In this spotlight we are introducing Craig Stevens, Principal Solutions Architect for Dell EMC, based in Sydney, Australia. Craig has been with Dell for 2.5 years; here is his LinkedIn profile.
The following is a summary of Craig’s contributions in his own words:
I first started out with the Stratum community by writing the ONLPv2 implementation for the Dell Z9100 switch, so that we could get Stratum running on the switch. It was a great way to learn the platform management side of Stratum and how Stratum uses the ONLPv2 API to manage things like LEDs, SFPs, Fans, PSUs, and Thermals.
There are always lots of these small projects that can help you learn the Stratum ecosystem.
ONLP Platform Manager
Integrating the ONLP datasources into the PHAL Database (or Attribute Database as it is sometimes known) was a larger body of work and required some thought around the best way to wire them into the database.
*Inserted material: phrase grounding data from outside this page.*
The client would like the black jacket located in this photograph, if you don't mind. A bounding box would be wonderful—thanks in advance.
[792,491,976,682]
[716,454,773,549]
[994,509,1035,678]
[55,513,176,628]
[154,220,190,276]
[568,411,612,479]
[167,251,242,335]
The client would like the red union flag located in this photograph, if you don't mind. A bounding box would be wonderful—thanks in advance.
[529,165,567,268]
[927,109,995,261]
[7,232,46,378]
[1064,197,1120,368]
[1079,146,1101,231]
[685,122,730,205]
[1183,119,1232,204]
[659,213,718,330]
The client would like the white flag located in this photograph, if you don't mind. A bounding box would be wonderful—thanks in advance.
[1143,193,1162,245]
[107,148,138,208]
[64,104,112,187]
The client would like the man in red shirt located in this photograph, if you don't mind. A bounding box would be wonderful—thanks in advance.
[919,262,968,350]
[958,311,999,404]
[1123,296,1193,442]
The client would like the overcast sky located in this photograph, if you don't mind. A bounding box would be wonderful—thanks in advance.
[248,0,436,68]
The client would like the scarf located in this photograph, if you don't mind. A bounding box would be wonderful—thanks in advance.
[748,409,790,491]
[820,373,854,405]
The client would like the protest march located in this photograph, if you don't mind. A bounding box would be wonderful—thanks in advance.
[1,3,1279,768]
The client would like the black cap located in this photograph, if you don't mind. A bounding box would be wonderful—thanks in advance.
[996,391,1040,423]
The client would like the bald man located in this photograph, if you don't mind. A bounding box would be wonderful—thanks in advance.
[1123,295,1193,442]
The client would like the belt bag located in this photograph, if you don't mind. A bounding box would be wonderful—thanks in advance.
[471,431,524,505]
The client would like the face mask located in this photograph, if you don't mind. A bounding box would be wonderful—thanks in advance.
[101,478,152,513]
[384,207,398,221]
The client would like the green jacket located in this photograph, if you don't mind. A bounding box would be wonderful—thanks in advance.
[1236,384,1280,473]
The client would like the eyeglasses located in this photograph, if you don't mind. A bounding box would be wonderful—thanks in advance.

The basic PHAL DB code was there, but I needed to write the configurators to wire them into the DB and then there was a bunch of refactoring to try and ensure the ONLP components were not too tightly integrated into Stratum, so that other OSes could be supported if required.
PHAL DB allows for upper level components like the switch and chassis managers and the gNMI server to access the platform management in an abstract and common way, while also implementing caching policies to ensure the telemetry scales as multiple clients request metrics from the switch.
I’ve just recently finished the “PHAL DB Adapter” components that provide this abstract interface to the upper layer components. As part of this work I also exposed PHAL DB as a gRPC service from Stratum that allows the platform devices to be queried in real time on a running Stratum system (i.e., for development and debugging purposes).
If you are interested, you can view the slides and video on the ONF Connect 2019 website here and look for the presentation titled “Stratum’s Phal Attribute DB: What is it Good For?” under the “Next-Gen SDN Track.”
OpenPSE – Stratum on SmartNICs
I have also been working on another related project we call the Open Programmable Service Edge (OpenPSE) to get Stratum running on SmartNICs for the purposes of offloading VNF/CNF user plane traffic to the SmartNIC. The first of these SmartNICs that we have integrated into Stratum is the Intel ® FPGA Programmable Acceleration Card N3000 using the Netcope P4 SDK and Compiler to compile a BNG user plane into an FPGA bitstream. The Benu Networks BNG Control Plane (BNG-c) is then used to program the user plane using the open and standardised Stratum northbound interfaces (i.e. P4 Runtime, gNMI, and gNOI).
It has been a great project and has proven the power of ONF’s architecture in driving disaggregation and open networking across a programmable fabric that extends from the switches up into the servers using SmartNICs. No longer do you need to write to custom SDKs on the SmartNICs to accelerate your VNF/CNF user plane traffic.
I presented this work at a recent Open Source Networking Day in Melbourne, Australia and expect to push the Stratum and P4Lang PI components of the solution upstream soon.
When Craig isn’t working on solutions, he is spending time outdoors surfing, playing tennis, hiking, or taking walkabouts. We had a nice discussion about the difference between hiking and walkabouts and I am still not sure I get it – maybe I have to visit Australia and try a walkabout. Thanks Craig, we appreciate all of your contributions!